Willst Du an seinem Sieg Anteil haben?

Bist Du bereit für unbeschreibliche Freude, die einstimmen kann in den Lobgesang der himmlischen Mächte und Heerscharen:

Ehre sei Gott in der Höhe und Friede auf Erden bei den Menschen seines Wohlgefallens!

Dem, der auf dem Thron sitzt, und dem Lamm sei Lob und Ehre und Preis und Gewalt von Ewigkeit zu Ewigkeit!

 

Eine Freude, die andere Menschen anstecken kann, weil sie weiß:

Das Lamm Jesus Christus bricht die einzelnen Siegel des Buches.
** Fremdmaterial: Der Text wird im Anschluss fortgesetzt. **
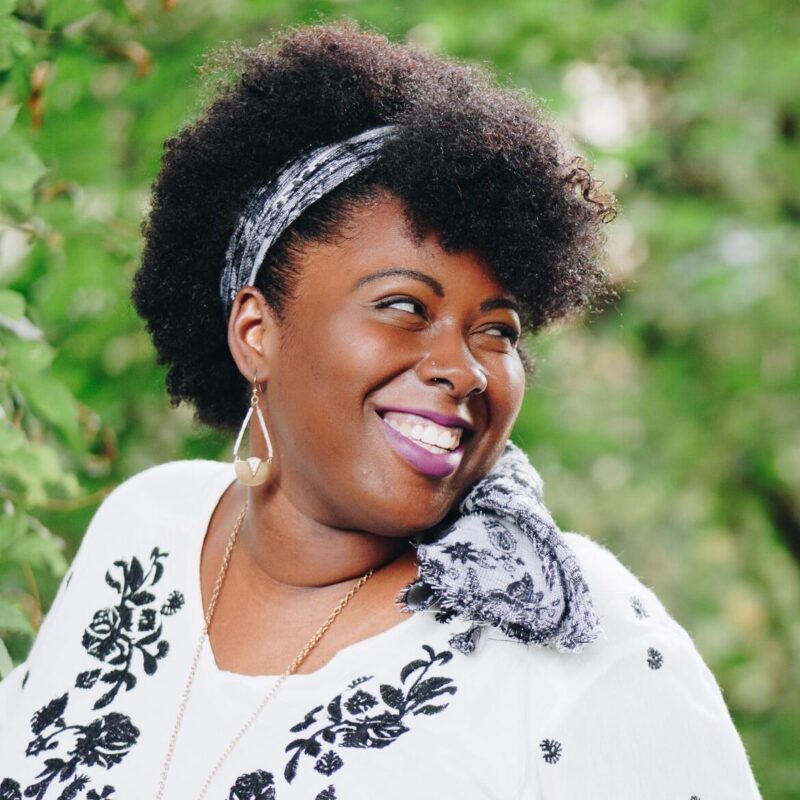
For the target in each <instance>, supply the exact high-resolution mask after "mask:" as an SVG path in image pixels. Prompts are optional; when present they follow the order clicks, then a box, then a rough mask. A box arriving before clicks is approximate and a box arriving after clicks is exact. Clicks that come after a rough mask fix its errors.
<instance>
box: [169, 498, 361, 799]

Unsere Zeit, unsere Zukunft liegt in seinen Händen, wie sie uns weiter im 21. Kapitel verheißen ist:

Gott wird abwischen alle Tränen von ihren Augen, und der Tod wird nicht mehr sein, noch Leid noch Geschrei noch Schmerz wird mehr sein; denn das Erste ist vergangen. Und der auf dem Thron saß, sprach: Siehe, ich mache alles neu!

 

Doch noch ist es nicht so weit.

Bis Gott uns vollenden wird, hat er eine Aufgabe für uns:

Seine Schöpfung zu bewahren, und mit allen Menschen in Angst und Sorge, unsere Hoffnung und unseren Reichtum zu teilen.

Tun wir das ohne Angst vor dem Morgen, denn die Zukunft liegt in Gottes Hand!

Werfen wir all unsere Sorgen und Ängste auf ihn, unseren Gott, denn er sorgt für uns!

Amen.

 

Und der Friede Gottes, der höher ist als alle Vernunft, bewahre unsere Herzen und Sinne in Christus Jesus.